How to beat the Game?

'Black Friday has forever changed the local market' (123RF)

South Africa is a price-sensitive market, and times are set to get tougher. Can small to mid-sized local technology retailers hope to compete with cut-price mass market retailers for a share of the local PC and technology spend?

In South Africa, mass market retailers – defined as those large retailers dealing in a broad assortment of goods – account for around 55% of the technology hardware market, followed by specialist and consumer electronics retailers at around 35% and furniture retailers and mobile phone specialists making up the remaining 10%, says market research firm GfK. By these definitions, retailers such as Game and Hi-Fi Corp are mass market retailers, while large but specialist chains such as Dion Wired are not.

Nicolet Pienaar, business group manager: Information Technology, Telecoms, Office and Photo at GfK Retail and Technology SA, says this balance has remained fairly stable for some time.

However, South Africa’s new junk status and pending price hikes on imported goods could change the status quo. “In South Africa, there’s still a relatively low penetration of notebooks, so a large proportion of local sales are to first-time buyers who purchase entry-level devices. In fact, there's around a 55% Celeron share in the local market at this stage,” she says.

This segment makes computer buying decisions solely on price, which is why local sales surge in line with promotional offers. In this segment, there's very little brand loyalty, limited understanding of the technology, and a significant need for support and service.

Buyers shop for special offers and seasonal conditioning and broadsheet advertising play an important role in driving sales.
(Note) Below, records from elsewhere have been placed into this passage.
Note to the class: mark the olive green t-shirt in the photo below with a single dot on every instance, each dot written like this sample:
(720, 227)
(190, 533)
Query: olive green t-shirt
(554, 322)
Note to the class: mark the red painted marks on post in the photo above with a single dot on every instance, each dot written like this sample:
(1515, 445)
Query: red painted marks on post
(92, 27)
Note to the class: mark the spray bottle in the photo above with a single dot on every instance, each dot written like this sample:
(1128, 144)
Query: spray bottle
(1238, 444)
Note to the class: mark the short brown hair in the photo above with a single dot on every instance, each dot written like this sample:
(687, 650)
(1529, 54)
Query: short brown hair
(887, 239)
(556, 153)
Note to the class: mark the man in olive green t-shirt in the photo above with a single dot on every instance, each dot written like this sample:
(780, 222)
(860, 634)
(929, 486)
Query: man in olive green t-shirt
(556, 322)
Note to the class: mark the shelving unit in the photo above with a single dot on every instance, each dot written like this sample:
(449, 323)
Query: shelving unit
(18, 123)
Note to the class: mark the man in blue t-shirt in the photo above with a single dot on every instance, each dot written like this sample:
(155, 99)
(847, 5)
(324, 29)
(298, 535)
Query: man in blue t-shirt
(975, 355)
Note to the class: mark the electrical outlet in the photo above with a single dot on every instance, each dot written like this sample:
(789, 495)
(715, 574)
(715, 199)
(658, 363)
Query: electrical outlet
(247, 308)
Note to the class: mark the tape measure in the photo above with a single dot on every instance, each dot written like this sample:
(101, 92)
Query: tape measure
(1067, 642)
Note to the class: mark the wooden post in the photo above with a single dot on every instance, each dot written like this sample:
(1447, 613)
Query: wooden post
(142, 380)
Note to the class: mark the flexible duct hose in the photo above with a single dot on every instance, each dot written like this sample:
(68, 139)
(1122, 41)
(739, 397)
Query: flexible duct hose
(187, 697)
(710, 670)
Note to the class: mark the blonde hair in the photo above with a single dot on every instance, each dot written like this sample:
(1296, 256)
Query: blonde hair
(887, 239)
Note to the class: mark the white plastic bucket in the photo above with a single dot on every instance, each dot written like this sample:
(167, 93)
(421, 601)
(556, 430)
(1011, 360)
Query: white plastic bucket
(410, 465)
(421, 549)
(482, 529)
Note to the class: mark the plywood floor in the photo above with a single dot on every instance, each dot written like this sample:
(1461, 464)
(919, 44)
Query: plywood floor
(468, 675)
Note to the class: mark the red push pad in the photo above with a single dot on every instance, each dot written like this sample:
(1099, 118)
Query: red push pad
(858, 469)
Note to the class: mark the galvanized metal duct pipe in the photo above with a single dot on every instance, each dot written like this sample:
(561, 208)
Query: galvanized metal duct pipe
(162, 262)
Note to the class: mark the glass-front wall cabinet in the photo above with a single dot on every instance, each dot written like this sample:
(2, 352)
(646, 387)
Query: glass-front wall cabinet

“Black Friday, for example, has forever changed the local market,” says Berno Mare, product manager at GfK. “Black Friday last year was big, but this year we can expect it to be even bigger, with November sales exceeding traditional Christmas season sales surges.”

Junk becomes real

Pienaar says the pending price hikes are likely to take notebooks back out of reach of the entry-level consumer. “Where under R5 000 might have been considered the entry-level price until now, we can expect price increases of anywhere between 10% and 16%, and entry-level notebooks will approach the R6 000 mark.” This could drive consumers to retailers that offer compelling bundled offerings, value-adds and payment terms, she notes. “Furniture retailers and telcos have a tradition of offering payment terms, so we could see them growing their share in the market on the strength of this.”

Mare says the smaller technology retailer could still find opportunities for growth in the looming tougher economic climate. “The smaller business could focus on a niche area – such as B2B support or the gaming market.

They could also build their service offering to address the needs of the largest potential market – such as students or schoolchildren – taking products to target areas roadshow-style, or partnering with educational institutions to offer special deals.”

Building unapologetic brand value

James Maposa, business development director at brand consultancy Intergroup Brand Science, believes there are opportunities for mid-sized and smaller retailers to thrive, even though the South African market is increasingly price-sensitive.

“If mid-sized and smaller retailers can’t compete with mass merchants on price, they need to take a different approach. They might compete on unique offerings, possibly by stocking innovative local technologies, by offering enhanced service levels, or by developing a unique customer experience.

It’s also about location. Smaller retailers can’t compete with the giant retailers for prime locations, but they can enter under-served, smaller markets such as smaller towns, and grow in those markets before competing in the markets with more intense competition,” he says.

“Consumers want to save money where possible, but they don’t always opt for the cheapest product,” Maposa notes. Consumers typically seek a price-value balance, he says, and this is where the canny smaller retailer can step up to offer a strong value-for-money proposition. “What the customer looks for is a justification for a higher pricing point. So if your pricing is higher, you must justify this through a differentiator – for example a better customer experience, or the availability of niche or innovative products.”

Developing an ‘unapologetic brand value’ that justifies higher cost goods starts with linking the offering to the brand purpose, says Maposa. The retailer must ensure there’s consistency in delivering on its mandate too. “There needs be a collective understanding of the grand plan and how it should be operationalised, with top-down sharing of the vision and bottom-up sharing of how employees will deliver.”

The service delivered by the retailer, as well as the marketing and customer engagement, must all align with this brand value, he says. “Your marketing plan should speak directly to the customer you want to walk into the store. The customer must identify with it; it should provide an experience that endears the customer to both the product and retailer brands."